Thursday, December 11, 2008

A Real Garbage Man's Daughter

Received an email yesterday that asked: "Are you really a garbage man's daughter?" Although I love the metaphorical baggage associated with garbageman's daughter and I think it would be a great synonymn for "trailer trash," I am indeed a daughter of a garbageman and my dad was a son of a garbageman.
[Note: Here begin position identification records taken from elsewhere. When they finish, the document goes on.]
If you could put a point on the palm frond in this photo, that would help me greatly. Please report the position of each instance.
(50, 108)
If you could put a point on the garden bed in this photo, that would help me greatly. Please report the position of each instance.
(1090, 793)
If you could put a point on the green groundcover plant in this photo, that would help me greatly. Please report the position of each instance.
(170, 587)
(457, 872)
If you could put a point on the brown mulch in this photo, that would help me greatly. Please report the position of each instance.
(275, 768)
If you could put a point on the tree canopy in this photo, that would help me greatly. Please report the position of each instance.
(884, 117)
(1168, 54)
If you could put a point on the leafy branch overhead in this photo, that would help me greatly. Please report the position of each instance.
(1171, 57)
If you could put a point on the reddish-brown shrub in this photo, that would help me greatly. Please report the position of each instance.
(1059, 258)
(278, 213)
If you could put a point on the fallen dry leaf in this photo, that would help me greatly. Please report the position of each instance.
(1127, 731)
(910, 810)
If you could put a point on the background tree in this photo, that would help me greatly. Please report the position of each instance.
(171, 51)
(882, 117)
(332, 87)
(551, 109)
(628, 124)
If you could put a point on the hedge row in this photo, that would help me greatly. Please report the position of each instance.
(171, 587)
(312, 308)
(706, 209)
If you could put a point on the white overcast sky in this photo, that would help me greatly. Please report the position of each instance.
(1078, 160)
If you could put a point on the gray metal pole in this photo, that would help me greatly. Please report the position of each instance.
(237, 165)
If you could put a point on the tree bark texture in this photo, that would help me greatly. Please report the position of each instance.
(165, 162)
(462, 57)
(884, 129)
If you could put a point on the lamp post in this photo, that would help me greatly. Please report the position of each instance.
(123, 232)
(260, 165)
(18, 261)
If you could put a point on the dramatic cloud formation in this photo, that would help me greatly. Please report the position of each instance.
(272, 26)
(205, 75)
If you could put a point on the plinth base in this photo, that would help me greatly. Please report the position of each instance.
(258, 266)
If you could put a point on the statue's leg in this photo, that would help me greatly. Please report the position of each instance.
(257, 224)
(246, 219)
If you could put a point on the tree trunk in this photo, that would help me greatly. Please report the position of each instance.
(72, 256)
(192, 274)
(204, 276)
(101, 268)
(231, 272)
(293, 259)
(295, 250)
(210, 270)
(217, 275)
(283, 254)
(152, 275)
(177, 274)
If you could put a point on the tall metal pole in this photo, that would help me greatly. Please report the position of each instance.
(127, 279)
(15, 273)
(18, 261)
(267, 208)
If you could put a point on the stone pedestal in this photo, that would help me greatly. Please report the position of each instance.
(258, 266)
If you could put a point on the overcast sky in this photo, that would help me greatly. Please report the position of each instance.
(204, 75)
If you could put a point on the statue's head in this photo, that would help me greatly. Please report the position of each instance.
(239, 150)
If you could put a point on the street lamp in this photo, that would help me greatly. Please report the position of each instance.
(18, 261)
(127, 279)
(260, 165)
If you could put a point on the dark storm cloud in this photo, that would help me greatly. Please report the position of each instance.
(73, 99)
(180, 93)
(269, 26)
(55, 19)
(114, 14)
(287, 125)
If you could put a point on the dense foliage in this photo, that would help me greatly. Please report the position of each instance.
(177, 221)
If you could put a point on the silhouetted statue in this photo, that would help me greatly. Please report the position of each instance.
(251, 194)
And when my oldest son eventually runs for public office and I'm writing his speeches, he'll be "the grandson of a garbageman." I think it will be a effective way to show blue collar roots and to connect with the Joe Plumbers and Joe Six-Packs of his day. (Remember, John Edwards constantly referred to himself as a son of a mill worker opposed to scum-bag corporate lawyer who cheats on long-suffering wife battling cancer).

Anyway, please don't feel sorry for me or my family.

Bag after bag of trash paved my way to go to a swank private college, study in England, and have a fantastic wardrobe in my high school and college days (some of which is still in my closet just so I can periodically see how big my butt has gotten since the age of 16).

Now as an adult, I am proud that Williams Santiation has been in business for more than 70 years in a town about 70 minutes from where I grew up, and almost no one from my childhood days knows that my trademark pomposity did not come from a blueblood upcoming.

In a Gatsby-like style, I wanted to create an heir of mystery about my upbringing and when that didn't work, I outright lied. One time on a date with a guy from a prominent family in a surrounding community, I said my dad was a convenience store owner. I wanted to give him a respectable clean, non-smelly career that did not require a college education.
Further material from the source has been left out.